On the way in to see Control Room at the ICA, there was a photocopied sign which told me that I would also be able to see the documentary on BBC2 on Saturday 21st August. This was ten days ago so I think I might have been able to hold my fire to save the six quid. (Mind you, it would be on TV and we all know how rubbish I am at watching TV). Still you would think that if they were going to give us this information at all, it might be better served at he ticket selling point, rather than at cinema door, after I had bought the tickets. But of course, this has no bearing on the quality of the film.

The current rash of cinema documentaries was kicked of by some truly exceptional pieces of cinema, One Day In September springs to mind as both something which was fascinating to watch and had a taut, well thought out structure. Bowling For Columbine may have been more scattershot but did illustrate its own point in an audience friendly way. However now box office can be demonstrated for documentary, we are starting to get stuff which probably would have been better on television, inflated to feature length. Control Room is one such piece. Don’t get me wrong, it’s a fascinating 85 minutes in the life of Al-Jazeera and CentCom, but it lacks the focus and structure I expected when I went in.

It is billed as the story of Al-Jazeera during the Iraqi war, and for the most part it sticks to this. In a strictly chronological way we are shown the problems Al-Jazeera’s journalists have, what they are accused of by the US government and how they interact with the main US media centre CentCom. Then about halfway through the film, the directors seem to fall in love with CentCom more. Here we have all tghese big name journalists, wrestling with the propagandaist, all are joining Al-Jazeera in a battle for truth. And there is a great documentary in the machinations of CentCom (not least because in thoughtful Lt Rushing makes for a sympathetic baddie), but this is not that documentary. As suddenly the interest is wrested back to Al-Jazeera due to tragedy, it feels lopsided. The film fell out of love with them, and now has to get back to its original agenda.

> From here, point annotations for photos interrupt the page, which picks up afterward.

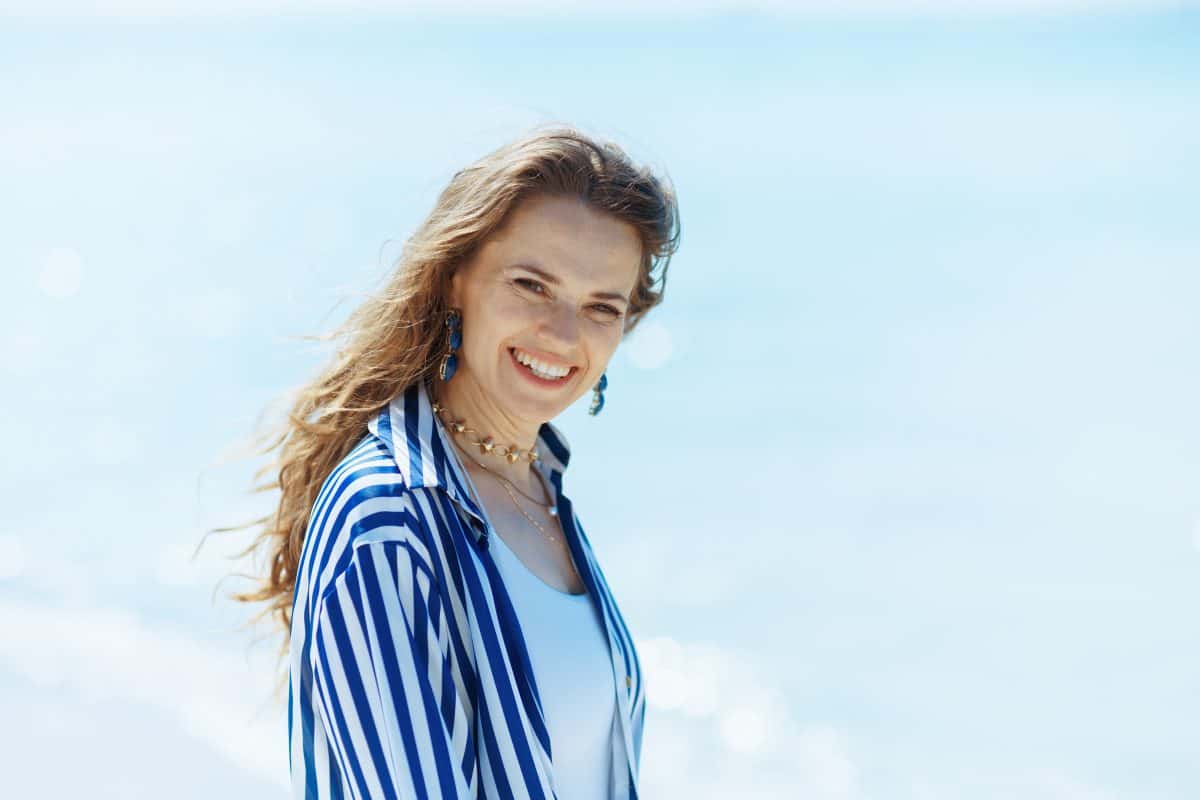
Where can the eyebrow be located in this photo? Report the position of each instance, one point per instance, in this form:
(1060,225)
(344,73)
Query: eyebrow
(553,281)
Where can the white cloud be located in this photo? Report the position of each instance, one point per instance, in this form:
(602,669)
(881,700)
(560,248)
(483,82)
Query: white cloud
(61,275)
(713,717)
(651,344)
(108,654)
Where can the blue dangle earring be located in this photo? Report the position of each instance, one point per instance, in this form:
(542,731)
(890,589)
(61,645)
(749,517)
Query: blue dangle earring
(450,361)
(598,397)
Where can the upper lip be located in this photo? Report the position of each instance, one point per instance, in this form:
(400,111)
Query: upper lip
(545,358)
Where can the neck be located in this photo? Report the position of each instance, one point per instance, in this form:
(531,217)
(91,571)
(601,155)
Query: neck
(463,400)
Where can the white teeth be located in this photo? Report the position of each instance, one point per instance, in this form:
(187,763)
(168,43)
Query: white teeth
(539,368)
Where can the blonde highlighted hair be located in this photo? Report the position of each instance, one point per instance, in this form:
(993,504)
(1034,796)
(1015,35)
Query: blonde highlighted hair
(397,335)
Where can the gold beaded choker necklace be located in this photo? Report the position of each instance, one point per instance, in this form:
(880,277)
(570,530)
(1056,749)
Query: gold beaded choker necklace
(511,453)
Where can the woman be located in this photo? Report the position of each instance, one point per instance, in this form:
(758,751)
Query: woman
(451,633)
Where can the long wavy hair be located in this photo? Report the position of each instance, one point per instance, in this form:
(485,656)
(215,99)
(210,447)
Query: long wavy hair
(397,335)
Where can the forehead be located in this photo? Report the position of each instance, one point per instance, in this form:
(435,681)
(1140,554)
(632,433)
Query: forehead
(569,239)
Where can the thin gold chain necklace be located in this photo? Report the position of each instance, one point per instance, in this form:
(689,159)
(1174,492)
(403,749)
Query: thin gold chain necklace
(505,482)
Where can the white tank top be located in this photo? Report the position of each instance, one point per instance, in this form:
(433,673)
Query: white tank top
(573,667)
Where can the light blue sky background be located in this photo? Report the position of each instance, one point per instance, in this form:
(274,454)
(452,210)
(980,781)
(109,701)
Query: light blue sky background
(899,488)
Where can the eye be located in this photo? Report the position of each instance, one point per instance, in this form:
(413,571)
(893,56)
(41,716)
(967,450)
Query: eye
(529,283)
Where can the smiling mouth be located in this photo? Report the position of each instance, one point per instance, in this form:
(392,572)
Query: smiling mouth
(543,378)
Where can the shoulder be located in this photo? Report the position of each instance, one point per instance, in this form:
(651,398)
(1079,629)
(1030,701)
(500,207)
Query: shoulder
(364,503)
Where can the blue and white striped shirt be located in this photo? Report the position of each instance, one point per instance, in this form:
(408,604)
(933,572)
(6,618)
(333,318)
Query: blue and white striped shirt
(409,675)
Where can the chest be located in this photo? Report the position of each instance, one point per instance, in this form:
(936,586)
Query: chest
(544,552)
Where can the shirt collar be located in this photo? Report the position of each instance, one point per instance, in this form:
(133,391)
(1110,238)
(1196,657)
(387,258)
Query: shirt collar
(426,456)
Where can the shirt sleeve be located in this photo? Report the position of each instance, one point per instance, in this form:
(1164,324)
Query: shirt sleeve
(385,685)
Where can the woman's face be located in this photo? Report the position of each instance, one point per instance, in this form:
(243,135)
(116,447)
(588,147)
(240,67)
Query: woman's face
(553,286)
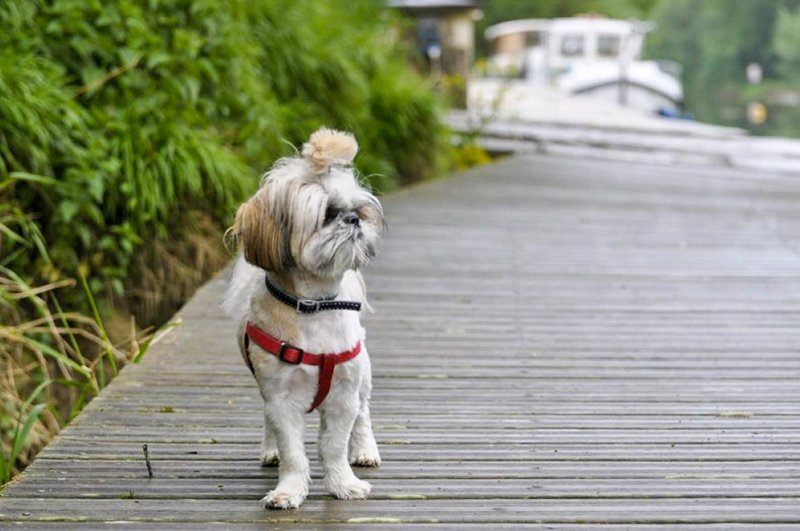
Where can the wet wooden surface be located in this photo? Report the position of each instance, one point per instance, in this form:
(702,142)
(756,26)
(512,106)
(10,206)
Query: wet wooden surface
(557,343)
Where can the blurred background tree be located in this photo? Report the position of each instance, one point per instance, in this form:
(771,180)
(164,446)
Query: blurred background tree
(130,130)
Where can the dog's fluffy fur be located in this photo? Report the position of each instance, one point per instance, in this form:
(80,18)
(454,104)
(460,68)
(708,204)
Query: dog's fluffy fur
(310,227)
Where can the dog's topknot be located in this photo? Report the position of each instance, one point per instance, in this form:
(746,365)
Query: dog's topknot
(328,147)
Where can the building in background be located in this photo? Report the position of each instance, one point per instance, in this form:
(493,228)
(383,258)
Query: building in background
(445,33)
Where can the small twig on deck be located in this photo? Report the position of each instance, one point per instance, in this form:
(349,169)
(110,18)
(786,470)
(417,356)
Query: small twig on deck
(147,461)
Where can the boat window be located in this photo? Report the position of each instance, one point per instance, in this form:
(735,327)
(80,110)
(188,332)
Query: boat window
(608,45)
(533,38)
(572,45)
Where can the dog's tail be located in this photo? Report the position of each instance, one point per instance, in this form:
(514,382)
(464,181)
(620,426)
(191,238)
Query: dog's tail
(328,147)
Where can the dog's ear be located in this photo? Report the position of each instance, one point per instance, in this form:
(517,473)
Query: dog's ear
(264,240)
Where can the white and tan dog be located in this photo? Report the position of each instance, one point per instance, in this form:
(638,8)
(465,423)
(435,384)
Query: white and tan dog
(306,234)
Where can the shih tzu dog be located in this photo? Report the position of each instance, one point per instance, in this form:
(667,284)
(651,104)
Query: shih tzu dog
(296,294)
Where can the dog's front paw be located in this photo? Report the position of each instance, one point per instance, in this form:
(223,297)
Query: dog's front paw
(353,489)
(366,459)
(283,499)
(270,458)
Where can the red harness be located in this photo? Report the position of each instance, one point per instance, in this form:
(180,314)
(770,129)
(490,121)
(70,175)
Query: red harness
(288,353)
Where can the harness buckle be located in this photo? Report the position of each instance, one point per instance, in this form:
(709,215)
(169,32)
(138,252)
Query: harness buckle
(307,306)
(288,347)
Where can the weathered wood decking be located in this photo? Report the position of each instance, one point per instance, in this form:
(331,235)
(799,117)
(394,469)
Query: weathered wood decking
(557,342)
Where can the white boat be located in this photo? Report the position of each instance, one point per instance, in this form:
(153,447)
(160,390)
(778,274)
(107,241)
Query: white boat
(591,56)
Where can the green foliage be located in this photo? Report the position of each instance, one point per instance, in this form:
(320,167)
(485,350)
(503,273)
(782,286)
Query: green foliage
(138,112)
(130,130)
(715,40)
(786,43)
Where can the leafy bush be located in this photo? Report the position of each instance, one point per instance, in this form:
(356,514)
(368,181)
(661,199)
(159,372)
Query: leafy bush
(131,129)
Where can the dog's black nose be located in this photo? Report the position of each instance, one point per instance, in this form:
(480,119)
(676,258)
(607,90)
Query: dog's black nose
(351,218)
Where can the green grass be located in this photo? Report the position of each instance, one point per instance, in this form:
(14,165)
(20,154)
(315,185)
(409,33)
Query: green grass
(129,133)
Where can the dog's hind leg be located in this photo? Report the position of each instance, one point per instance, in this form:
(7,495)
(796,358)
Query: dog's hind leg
(288,424)
(336,423)
(363,448)
(269,446)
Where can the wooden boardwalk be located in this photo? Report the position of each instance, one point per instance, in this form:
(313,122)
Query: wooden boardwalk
(557,344)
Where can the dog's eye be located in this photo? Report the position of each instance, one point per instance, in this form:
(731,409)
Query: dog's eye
(330,214)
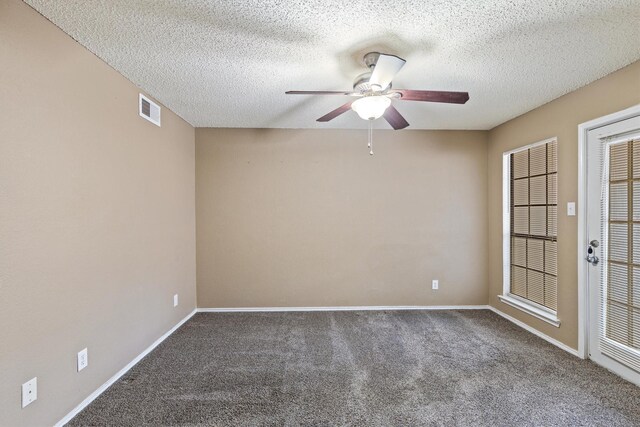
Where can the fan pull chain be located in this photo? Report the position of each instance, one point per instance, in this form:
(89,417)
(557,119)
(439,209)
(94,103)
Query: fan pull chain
(370,144)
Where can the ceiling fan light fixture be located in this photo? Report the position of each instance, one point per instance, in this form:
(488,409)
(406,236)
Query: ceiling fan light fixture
(371,107)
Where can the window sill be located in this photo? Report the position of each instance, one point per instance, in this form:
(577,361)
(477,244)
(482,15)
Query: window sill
(530,309)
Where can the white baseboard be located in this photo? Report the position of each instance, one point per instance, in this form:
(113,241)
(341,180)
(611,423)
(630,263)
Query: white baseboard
(344,308)
(120,373)
(545,337)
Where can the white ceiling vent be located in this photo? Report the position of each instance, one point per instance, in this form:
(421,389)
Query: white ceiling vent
(149,110)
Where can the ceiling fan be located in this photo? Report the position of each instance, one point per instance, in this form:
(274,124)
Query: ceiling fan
(374,92)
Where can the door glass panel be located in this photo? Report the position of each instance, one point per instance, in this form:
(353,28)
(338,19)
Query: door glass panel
(623,240)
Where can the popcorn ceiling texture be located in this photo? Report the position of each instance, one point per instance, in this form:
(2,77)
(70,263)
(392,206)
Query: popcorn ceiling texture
(228,63)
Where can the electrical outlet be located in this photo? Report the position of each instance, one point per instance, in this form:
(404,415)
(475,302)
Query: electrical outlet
(83,359)
(29,391)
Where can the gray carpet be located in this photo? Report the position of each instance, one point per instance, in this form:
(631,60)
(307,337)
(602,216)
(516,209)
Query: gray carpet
(388,368)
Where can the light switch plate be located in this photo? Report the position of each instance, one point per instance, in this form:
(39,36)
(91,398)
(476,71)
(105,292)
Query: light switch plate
(83,359)
(29,391)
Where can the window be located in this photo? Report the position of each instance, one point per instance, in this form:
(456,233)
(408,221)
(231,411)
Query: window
(530,229)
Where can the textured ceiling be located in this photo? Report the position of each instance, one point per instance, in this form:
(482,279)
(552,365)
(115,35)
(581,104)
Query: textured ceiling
(228,63)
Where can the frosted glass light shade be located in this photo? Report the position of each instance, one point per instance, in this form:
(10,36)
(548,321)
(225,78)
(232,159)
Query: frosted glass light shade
(371,107)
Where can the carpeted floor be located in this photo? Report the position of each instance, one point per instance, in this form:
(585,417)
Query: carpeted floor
(387,368)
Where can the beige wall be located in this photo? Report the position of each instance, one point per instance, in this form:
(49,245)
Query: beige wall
(97,220)
(308,218)
(559,118)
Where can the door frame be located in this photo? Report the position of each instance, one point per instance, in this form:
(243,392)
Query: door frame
(583,267)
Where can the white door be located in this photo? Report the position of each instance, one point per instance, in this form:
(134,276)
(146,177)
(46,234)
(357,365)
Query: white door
(613,232)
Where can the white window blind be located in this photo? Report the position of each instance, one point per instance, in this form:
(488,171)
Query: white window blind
(534,223)
(621,273)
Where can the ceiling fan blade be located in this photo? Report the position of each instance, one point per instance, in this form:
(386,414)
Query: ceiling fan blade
(319,92)
(386,68)
(335,113)
(394,118)
(433,96)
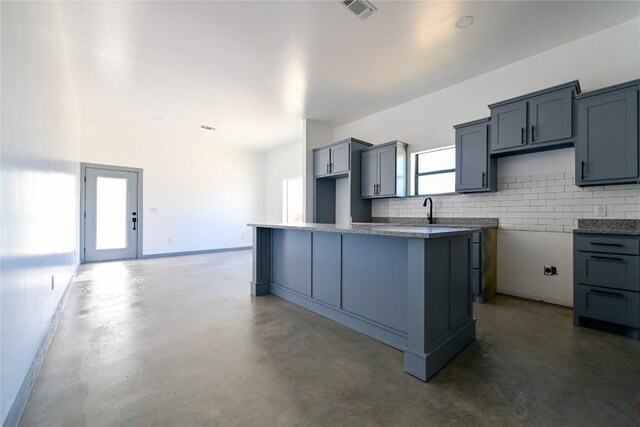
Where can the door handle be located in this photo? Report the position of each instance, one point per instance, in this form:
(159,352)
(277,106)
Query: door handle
(598,291)
(532,133)
(607,258)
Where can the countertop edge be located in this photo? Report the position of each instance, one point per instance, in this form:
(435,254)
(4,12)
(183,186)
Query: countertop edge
(387,231)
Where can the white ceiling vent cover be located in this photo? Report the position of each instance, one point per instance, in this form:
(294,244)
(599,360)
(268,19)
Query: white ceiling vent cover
(361,8)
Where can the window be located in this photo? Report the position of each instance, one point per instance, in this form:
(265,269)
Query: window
(292,200)
(435,171)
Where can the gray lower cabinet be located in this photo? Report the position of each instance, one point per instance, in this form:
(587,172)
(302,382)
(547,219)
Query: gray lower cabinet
(606,271)
(538,121)
(475,169)
(607,142)
(384,171)
(411,293)
(484,262)
(326,268)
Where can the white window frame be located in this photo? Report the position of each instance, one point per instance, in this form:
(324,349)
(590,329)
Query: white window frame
(416,174)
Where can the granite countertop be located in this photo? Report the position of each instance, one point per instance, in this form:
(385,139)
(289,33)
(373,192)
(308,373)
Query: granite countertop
(377,229)
(630,227)
(481,223)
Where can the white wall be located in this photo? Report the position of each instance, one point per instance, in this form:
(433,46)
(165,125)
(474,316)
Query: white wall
(605,58)
(280,163)
(197,195)
(40,185)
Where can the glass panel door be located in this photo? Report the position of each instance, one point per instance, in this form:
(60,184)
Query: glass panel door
(111,214)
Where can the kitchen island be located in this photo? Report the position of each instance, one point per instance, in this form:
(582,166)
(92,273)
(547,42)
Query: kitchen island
(409,287)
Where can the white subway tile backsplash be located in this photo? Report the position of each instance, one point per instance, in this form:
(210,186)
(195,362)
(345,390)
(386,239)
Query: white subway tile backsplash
(546,202)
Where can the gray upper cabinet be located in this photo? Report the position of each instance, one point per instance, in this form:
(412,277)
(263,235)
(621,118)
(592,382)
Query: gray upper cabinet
(369,173)
(475,169)
(332,160)
(337,167)
(607,141)
(387,172)
(321,162)
(537,121)
(340,158)
(384,171)
(551,117)
(510,126)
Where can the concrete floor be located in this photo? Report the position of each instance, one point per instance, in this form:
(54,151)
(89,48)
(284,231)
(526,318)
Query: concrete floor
(181,342)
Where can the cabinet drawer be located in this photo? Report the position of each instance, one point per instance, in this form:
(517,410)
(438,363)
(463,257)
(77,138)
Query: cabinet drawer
(615,271)
(607,244)
(613,306)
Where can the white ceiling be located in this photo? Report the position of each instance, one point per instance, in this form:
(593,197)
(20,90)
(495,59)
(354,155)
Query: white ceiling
(253,70)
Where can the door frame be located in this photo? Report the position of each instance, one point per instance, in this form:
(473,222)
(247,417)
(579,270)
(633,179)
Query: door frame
(83,196)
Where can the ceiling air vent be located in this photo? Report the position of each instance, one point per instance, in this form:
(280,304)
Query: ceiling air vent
(361,8)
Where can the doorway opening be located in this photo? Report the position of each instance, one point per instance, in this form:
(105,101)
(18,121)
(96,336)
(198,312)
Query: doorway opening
(111,213)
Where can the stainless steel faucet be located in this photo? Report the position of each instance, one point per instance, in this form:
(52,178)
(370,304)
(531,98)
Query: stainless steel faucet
(430,214)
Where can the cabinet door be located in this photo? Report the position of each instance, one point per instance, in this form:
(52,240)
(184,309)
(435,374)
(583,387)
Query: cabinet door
(321,162)
(509,126)
(607,143)
(550,117)
(471,158)
(326,268)
(369,178)
(340,158)
(387,171)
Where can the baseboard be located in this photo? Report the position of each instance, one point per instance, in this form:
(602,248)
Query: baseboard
(550,301)
(15,412)
(203,251)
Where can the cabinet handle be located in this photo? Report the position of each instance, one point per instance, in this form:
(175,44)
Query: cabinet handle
(606,244)
(598,291)
(607,258)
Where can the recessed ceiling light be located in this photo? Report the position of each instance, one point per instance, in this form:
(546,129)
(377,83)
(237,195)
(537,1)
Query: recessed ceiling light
(465,21)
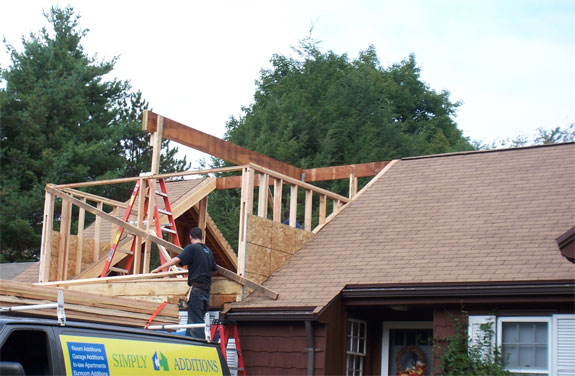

None of this is to say that Control Room is not full of great characters and moments, though it offers a lot less information about any of its subjects than you might imagine. The media war, however important, is still more boys in offices playing with computers, a step away from the actual conflict. But it did seem overly inflated at its length and – despite some excellent subtitling – less worthy of a cinema release than many documentaries around. Watch it on Saturday (10pm BBC2), it probably works better on the box.